– Империа! – возопил кардинал, падая на колени. – Святая Империа, не играй моими чувствами!
– Да что вы! – отвечала куртизанка. – Никогда я не играю предметами священными.
– Ах ты, тварь! Завтра же я отлучу тебя от церкви!
– Боже правый! Да ваши кардинальские мозги совсем свихнулись!
– Империа, отродье дьявольское! Нет! Нет! Красавица моя, душенька!
– Уважайте хоть сан свой! Не стойте на коленях. Глядеть противно!
– Ну, хочешь, я дам тебе отпущение грехов in articulo mortis?[1 -
случай внезапной смерти (лат.).] Хочешь, подарю тебе свое состояние или, того лучше, частицу животворящего Креста Господня? Хочешь?
– Нынче вечером мое сердце не купить никакими богатствами, ни земными, ни небесными, – смеясь, отвечала Империа. – Я была бы последней из грешниц, недостойной приобщаться святых тайн, не будь у меня своих прихотей.
– Я сожгу твой дом! Ведьма! Ты приворожила меня и за то сгоришь на костре… Выслушай меня, любовь моя, моя душенька, обещаю тебе лучшее место на небесах. Ну скажи? Не хочешь? Так смерть тебе, смерть, колдунья!
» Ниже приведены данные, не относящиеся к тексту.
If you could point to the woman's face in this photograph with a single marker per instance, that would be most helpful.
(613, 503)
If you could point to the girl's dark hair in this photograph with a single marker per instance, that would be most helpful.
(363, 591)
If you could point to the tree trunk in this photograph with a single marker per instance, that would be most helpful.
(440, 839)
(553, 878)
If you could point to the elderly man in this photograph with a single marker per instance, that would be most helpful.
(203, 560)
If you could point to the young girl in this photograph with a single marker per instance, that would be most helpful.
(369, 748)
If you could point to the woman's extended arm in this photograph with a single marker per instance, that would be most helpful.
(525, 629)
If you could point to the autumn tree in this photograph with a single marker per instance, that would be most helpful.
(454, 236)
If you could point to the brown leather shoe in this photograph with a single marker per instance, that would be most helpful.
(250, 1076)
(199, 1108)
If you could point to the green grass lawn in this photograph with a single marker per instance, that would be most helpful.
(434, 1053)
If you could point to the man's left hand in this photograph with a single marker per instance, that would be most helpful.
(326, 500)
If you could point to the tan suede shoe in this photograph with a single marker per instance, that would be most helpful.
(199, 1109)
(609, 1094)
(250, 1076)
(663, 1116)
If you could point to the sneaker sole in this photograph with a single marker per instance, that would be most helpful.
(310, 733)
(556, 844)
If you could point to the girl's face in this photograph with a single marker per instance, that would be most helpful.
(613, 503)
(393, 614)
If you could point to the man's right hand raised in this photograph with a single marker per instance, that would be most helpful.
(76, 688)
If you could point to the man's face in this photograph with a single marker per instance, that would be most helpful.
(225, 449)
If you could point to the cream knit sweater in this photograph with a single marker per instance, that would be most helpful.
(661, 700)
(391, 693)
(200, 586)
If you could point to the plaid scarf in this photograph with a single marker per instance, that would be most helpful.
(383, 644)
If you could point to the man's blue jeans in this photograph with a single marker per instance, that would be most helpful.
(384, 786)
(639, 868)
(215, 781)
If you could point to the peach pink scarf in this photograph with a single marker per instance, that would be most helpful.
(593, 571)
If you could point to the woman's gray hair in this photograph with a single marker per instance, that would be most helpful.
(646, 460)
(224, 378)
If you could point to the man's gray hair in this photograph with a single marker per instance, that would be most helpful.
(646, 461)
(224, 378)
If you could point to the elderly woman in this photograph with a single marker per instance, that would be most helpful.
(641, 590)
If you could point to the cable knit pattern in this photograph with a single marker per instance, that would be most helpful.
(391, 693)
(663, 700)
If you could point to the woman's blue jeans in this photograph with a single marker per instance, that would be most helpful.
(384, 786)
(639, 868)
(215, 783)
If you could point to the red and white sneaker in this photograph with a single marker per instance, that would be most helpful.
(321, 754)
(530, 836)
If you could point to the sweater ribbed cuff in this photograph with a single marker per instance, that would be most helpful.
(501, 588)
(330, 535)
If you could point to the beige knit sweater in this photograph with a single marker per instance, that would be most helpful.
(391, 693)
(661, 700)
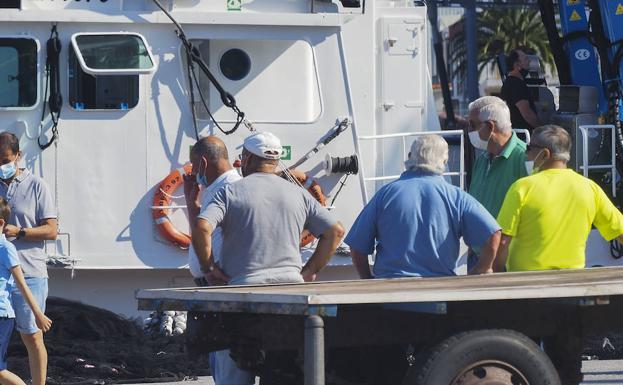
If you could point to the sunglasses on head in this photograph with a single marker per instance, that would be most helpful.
(532, 146)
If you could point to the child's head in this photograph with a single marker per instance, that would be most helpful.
(5, 212)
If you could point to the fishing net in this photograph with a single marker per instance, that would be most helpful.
(89, 345)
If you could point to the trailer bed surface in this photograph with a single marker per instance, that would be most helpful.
(322, 297)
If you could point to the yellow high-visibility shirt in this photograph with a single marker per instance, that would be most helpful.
(549, 215)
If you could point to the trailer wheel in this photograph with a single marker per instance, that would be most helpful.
(484, 357)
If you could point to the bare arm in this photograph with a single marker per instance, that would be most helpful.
(43, 322)
(487, 255)
(327, 243)
(500, 261)
(360, 260)
(202, 242)
(526, 112)
(47, 230)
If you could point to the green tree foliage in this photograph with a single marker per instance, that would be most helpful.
(500, 30)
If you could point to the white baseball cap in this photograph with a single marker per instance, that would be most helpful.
(264, 144)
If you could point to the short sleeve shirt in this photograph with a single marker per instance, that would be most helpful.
(493, 176)
(8, 260)
(514, 90)
(549, 215)
(31, 202)
(207, 194)
(415, 225)
(262, 217)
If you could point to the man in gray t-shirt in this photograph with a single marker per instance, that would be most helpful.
(262, 217)
(33, 221)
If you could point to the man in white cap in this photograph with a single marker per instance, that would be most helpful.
(261, 218)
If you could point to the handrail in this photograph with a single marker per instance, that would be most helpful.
(585, 167)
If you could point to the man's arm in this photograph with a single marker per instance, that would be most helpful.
(191, 195)
(360, 260)
(46, 231)
(500, 261)
(526, 112)
(487, 255)
(327, 243)
(202, 243)
(43, 322)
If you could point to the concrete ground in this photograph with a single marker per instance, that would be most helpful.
(595, 373)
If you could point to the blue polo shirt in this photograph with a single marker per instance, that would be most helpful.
(8, 260)
(415, 225)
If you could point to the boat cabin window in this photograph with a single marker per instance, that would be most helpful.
(100, 92)
(18, 73)
(112, 54)
(10, 4)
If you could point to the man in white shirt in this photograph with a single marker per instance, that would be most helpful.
(211, 171)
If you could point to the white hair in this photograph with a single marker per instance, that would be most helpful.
(428, 153)
(492, 108)
(556, 139)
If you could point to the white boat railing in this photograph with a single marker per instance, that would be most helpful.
(586, 166)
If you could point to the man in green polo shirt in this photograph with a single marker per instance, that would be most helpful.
(501, 160)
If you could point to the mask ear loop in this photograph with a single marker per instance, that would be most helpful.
(535, 158)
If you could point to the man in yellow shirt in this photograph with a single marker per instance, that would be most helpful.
(546, 217)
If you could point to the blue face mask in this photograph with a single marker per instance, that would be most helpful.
(202, 180)
(8, 170)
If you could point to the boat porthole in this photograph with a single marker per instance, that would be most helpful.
(235, 64)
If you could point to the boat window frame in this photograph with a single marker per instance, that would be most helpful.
(37, 76)
(120, 71)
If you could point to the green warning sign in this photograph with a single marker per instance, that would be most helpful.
(287, 153)
(234, 5)
(575, 16)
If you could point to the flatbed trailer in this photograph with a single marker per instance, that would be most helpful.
(508, 328)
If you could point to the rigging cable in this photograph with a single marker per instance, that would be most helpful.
(193, 57)
(53, 85)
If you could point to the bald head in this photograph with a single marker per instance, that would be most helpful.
(212, 148)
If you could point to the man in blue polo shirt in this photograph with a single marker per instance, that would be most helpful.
(33, 221)
(415, 223)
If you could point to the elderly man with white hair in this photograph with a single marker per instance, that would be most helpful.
(546, 218)
(415, 223)
(502, 160)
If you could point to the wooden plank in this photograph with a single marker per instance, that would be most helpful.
(503, 286)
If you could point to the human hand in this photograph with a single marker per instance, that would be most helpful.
(11, 231)
(481, 271)
(191, 188)
(43, 322)
(217, 277)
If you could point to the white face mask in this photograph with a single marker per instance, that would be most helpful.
(8, 170)
(480, 144)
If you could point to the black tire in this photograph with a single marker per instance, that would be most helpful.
(470, 356)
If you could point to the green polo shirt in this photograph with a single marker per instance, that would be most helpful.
(492, 176)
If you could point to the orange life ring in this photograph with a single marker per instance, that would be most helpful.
(163, 198)
(316, 191)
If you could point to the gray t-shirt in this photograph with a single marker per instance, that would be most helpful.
(31, 202)
(262, 217)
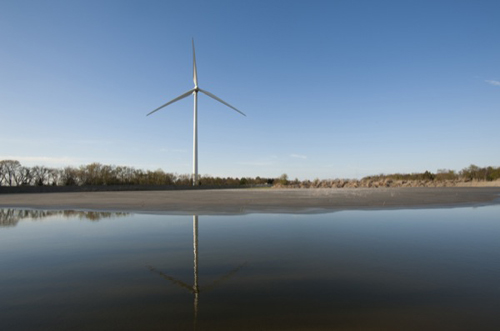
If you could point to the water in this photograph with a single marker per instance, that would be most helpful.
(354, 270)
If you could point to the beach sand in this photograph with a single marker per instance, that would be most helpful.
(235, 201)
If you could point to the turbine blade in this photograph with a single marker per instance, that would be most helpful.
(195, 73)
(221, 101)
(172, 101)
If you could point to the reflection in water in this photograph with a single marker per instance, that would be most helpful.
(360, 270)
(10, 217)
(195, 289)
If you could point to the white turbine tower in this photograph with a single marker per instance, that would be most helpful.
(195, 91)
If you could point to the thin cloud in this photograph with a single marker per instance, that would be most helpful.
(256, 163)
(298, 156)
(44, 160)
(493, 82)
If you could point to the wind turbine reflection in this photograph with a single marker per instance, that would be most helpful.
(195, 289)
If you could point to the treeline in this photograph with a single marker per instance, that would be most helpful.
(470, 173)
(12, 173)
(443, 177)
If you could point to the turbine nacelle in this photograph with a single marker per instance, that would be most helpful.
(195, 91)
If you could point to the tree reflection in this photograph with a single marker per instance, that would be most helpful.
(195, 289)
(10, 217)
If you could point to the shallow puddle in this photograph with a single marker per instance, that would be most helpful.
(353, 270)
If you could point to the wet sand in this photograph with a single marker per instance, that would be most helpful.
(235, 201)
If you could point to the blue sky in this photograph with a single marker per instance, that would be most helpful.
(330, 88)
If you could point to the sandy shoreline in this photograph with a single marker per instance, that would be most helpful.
(235, 201)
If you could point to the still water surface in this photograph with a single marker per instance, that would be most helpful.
(355, 270)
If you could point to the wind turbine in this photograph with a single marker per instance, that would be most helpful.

– Вот как? Я убью вас, монсеньер!
Кардинал даже задохнулся от ярости.
– Да вы безумны, – сказала Империа. – Ступайте прочь, вы последних сил лишитесь.
– Погоди, вот буду папою, ты за все заплатишь!
– Все равно и тогда из моей воли не выйдешь!
– Скажи, чем могу я угодить тебе сегодня?
– Уйди.
Она вскочила, проворная, словно трясогузка, порхнула в свою спальню и заперлась на замок, предоставив кардиналу бушевать одному, так что пришлось ему в конце концов удалиться. Когда же красавица Империа осталась в одиночестве перед очагом у стола, убранного к трапезе, покинутая своим юным монашком, она разорвала на себе в гневе все свои золотые цепочки.
– Клянусь всеми чертями, рогатыми и безрогими, раз этот негодный мальчишка побудил меня задать кардиналу подобную трепку, за что меня завтра могут отравить, а сам мне никакого удовольствия не доставил, клянусь, я не умру прежде, чем не узрю своими глазами, как с него живого шкуру будут сдирать. Ах, сколь я несчастна! – горько плакалась она, на сей раз непритворными слезами. – Лишь краткие часы радости урываю я то здесь, то там и должна оплачивать их тем, что подлым ремеслом занимаюсь да еще душу свою гублю!